As testing of critical ship components advances, the EU-funded HySeas III project has revealed the project’s initial photographs.
The initial plans for what will be the first fuel cell sea ferry in Europe have been finished, so we know roughly what the ship will resemble. The double-ended passenger and automobiles train, which was created as part of the EU-funded HySeas III project, will have a capacity for 120 passengers and 16 cars or 2 trucks.
The AqualisBraemar LOC Group’s ideas serve as a model for future zero-emission ferry transport.
The ship was made to go between Kirkwall and Shapinsay in the Orkney Islands, which are north of mainland Scotland and where the hydrogen is made using wind energy. The ferry will nevertheless be able to run at additional places where hydrogen might become accessible.
According to the European Shipping Environmental Report 2021, 13.5% of the total greenhouse gas emissions from the EU’s transportation sector are attributable to ships.
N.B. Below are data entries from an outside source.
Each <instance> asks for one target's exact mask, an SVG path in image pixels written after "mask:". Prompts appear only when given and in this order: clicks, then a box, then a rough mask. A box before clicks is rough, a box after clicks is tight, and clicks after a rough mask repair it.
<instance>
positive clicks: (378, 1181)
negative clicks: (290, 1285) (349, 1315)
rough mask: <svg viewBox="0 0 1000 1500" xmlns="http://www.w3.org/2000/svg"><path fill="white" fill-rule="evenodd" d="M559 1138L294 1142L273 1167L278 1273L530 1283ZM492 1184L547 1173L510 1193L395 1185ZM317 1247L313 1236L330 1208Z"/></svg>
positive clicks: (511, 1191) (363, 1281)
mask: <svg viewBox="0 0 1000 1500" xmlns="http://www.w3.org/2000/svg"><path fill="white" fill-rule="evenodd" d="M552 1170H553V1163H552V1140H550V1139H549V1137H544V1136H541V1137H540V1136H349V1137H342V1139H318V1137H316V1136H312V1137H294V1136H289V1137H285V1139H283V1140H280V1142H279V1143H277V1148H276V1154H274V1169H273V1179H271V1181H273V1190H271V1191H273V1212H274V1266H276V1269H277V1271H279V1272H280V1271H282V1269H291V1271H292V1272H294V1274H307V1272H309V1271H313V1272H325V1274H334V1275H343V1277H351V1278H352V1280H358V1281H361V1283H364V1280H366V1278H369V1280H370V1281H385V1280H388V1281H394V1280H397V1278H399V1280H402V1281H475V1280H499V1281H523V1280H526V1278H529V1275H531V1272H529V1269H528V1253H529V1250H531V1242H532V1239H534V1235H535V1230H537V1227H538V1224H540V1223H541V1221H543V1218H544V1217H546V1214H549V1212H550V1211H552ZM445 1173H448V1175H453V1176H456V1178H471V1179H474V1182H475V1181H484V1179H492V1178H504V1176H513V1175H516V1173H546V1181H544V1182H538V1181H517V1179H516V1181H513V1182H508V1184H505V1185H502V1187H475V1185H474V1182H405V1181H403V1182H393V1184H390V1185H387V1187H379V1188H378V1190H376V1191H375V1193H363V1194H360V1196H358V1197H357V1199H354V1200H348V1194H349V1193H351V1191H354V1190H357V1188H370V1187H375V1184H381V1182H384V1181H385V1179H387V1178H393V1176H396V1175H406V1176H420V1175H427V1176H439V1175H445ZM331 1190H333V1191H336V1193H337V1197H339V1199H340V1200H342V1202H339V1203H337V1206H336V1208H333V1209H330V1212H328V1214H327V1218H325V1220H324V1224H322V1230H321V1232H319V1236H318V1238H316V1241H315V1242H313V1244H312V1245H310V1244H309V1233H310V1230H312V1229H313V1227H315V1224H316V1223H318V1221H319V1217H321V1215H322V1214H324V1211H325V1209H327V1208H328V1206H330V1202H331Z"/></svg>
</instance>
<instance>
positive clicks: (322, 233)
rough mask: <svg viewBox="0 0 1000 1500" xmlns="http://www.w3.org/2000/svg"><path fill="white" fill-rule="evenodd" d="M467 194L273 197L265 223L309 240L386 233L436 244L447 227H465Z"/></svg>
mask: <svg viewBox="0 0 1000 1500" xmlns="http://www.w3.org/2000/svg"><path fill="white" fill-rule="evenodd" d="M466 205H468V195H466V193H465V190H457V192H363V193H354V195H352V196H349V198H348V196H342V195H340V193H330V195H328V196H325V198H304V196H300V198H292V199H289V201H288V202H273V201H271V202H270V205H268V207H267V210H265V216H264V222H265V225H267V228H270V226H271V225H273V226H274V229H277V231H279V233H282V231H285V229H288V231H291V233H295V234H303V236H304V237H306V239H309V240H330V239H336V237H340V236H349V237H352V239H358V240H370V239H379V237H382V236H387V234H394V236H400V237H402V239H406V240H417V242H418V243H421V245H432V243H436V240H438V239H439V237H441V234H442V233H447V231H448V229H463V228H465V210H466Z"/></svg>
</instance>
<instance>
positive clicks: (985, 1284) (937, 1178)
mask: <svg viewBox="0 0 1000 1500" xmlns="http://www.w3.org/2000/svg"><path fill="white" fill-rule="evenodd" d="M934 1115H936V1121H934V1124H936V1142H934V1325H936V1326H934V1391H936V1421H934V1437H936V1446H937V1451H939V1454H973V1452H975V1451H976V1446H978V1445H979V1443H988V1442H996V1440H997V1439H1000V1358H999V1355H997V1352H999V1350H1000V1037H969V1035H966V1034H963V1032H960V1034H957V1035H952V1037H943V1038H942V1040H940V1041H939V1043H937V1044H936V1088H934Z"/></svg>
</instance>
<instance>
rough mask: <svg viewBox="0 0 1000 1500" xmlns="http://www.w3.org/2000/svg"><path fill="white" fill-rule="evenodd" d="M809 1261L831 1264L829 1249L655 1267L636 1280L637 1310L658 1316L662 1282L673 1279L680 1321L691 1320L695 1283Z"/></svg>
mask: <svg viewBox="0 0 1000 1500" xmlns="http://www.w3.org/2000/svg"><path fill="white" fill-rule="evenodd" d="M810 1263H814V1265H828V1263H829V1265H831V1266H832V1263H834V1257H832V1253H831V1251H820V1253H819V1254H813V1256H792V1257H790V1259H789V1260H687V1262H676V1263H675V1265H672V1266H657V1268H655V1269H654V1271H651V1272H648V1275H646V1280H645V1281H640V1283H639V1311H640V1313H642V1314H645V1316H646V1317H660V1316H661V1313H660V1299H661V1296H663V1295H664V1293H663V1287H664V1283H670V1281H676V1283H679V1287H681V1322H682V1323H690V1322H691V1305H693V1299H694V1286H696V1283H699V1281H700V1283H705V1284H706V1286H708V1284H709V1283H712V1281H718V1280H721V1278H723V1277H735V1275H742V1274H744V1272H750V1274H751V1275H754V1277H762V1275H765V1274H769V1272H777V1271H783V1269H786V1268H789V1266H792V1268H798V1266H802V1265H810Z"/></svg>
In parallel, a string test is being conducted in Norway to thoroughly certify the ship’s powertrain prior to construction. The chain test involves assembling and testing each important part of the powertrain in turn, including the stack system to combustible, batteries, multi-drives, transformers, etc. Ballard Power Systems, the project’s Danish partner, is assisting HySeas III partner Kongsberg Maritime in Norway as they complete a full spectrum of commissioning, safety, and verification testing.
In order to realize the first seagoing hydrogen-powered RoPax ferry and create a business model for European islands, the HySeas III project’s ferry design is anticipated to be finished in March 2022. Following this date, CMAL will look for funding to move forward with the development stage, procurement, and ultimately tendering and building the vessel.